Machine Learning FAQ
How does tokenization work, and why do LLMs usually rely on subword tokenizers such as BPE?
Tokenization is the step that converts raw text into the discrete pieces an LLM can process. The model does not read characters or words directly as strings. Instead, a tokenizer breaks the text into tokens, maps each token to an integer ID, and these token IDs are then mapped to embedding vectors before they are passed into the model.

At a high level, tokenization works like this:
- A tokenizer uses a fixed vocabulary of allowed token pieces.
- It splits the input text into tokens according to its rules.
- Each token is mapped to a token ID.
- The model consumes these IDs, not the raw text.
After generation, the reverse process happens: token IDs are decoded back into text.
Why not simply tokenize by whole words? The problem is that a pure word-level vocabulary is brittle. Natural language contains many rare words, new names, misspellings, domain-specific terms, and morphological variants. If a word is not in the vocabulary, a simple word-level tokenizer may have to replace it with a generic unknown token such as [UNK], which throws away information.

This is why modern LLMs usually rely on subword tokenizers. Instead of insisting that every token be a complete word, they allow a word to be represented as several smaller pieces. So even if the full word is unfamiliar, the tokenizer can still decompose it into known parts rather than collapsing it into a single unknown symbol.

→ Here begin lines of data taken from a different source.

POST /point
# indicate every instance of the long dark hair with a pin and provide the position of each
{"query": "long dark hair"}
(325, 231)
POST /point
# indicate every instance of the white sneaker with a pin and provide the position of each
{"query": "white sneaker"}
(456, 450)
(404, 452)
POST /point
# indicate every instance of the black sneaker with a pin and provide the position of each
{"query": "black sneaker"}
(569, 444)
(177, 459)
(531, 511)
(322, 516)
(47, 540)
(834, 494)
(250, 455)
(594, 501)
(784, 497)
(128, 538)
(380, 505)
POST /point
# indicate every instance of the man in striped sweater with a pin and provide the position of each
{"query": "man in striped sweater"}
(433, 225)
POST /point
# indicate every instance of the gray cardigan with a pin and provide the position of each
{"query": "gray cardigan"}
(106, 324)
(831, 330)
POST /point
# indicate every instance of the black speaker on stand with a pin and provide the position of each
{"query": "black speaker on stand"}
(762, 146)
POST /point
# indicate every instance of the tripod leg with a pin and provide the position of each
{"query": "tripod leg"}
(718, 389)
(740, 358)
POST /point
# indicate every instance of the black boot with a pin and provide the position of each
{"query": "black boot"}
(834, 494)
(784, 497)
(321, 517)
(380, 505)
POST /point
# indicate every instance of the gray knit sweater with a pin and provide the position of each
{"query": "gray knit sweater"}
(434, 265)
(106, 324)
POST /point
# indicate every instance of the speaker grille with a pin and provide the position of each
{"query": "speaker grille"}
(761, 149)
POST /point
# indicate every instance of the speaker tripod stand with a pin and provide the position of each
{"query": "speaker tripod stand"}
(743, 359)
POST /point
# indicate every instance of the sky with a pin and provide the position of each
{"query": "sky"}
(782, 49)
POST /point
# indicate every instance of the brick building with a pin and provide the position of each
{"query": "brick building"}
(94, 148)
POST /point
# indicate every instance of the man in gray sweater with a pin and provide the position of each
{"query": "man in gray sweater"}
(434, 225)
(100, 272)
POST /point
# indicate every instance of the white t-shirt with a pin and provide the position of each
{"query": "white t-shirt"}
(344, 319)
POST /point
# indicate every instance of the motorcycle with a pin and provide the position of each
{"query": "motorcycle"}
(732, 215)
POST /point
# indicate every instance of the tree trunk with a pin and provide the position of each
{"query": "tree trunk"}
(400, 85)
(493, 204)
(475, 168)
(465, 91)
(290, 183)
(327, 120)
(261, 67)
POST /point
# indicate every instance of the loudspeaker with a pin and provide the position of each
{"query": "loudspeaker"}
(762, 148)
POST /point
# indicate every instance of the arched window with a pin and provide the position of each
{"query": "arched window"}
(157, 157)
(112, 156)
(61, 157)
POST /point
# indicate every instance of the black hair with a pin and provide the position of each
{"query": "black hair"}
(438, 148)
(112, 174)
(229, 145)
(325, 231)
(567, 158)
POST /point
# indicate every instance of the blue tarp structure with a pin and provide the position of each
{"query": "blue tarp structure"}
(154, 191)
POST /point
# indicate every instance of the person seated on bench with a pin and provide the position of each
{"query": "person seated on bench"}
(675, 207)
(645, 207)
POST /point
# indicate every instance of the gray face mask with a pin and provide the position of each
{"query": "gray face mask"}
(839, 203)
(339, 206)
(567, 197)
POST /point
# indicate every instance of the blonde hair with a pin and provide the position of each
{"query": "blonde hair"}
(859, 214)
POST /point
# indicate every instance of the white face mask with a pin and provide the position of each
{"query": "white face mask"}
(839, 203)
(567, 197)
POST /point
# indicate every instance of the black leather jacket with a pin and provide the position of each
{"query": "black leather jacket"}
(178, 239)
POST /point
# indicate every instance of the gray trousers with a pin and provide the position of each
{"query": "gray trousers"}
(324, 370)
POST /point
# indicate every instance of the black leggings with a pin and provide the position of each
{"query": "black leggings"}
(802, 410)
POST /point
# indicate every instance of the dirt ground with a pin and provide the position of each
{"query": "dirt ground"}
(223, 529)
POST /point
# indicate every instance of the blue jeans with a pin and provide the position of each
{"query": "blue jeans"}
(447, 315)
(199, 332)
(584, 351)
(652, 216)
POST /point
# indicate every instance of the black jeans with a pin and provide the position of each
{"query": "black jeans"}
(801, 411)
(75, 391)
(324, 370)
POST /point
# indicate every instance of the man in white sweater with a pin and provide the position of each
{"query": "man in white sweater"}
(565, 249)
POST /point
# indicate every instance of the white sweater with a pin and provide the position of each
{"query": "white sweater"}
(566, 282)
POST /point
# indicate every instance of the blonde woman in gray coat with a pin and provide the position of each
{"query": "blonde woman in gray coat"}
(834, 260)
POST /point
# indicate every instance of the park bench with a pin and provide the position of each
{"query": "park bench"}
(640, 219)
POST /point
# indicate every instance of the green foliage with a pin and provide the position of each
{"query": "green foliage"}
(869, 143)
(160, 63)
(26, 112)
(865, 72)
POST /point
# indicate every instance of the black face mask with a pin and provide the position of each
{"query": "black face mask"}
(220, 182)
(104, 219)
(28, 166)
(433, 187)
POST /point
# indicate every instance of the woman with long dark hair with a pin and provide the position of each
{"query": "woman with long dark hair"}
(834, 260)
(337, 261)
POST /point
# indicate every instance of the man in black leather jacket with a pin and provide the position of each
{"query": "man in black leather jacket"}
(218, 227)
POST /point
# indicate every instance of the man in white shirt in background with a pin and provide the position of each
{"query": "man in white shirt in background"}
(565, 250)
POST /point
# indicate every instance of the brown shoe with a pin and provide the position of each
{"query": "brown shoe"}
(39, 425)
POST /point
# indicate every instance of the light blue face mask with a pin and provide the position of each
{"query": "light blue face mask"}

Byte Pair Encoding (BPE) is one of the most common subword tokenization methods. The basic idea is simple: start with small units and repeatedly merge adjacent pairs that occur frequently in the training corpus. Over time, this builds a vocabulary containing common subwords and, for very frequent cases, even whole words. In practice, this means the tokenizer can represent text using a mix of short and long pieces depending on what is common in the data.
This design is attractive because it strikes a practical balance:
- It avoids many out-of-vocabulary problems that arise with pure word-level tokenization.
- It usually produces shorter sequences than character-level tokenization, which is computationally helpful.
- It can reuse recurring fragments such as prefixes, suffixes, and roots across many different words.
- It lets common words stay compact while still being able to represent rare or newly encountered words.
For GPT-style models, BPE is often implemented in a byte-level form, which means that any input text can in principle be represented without needing a dedicated unknown token. That is one reason GPT-2-style tokenizers are more flexible than simple word lookup tables.
In short, tokenization turns text into token IDs so an LLM can process it, and subword tokenizers such as BPE are widely used because they preserve coverage for rare words while keeping the vocabulary and sequence lengths manageable.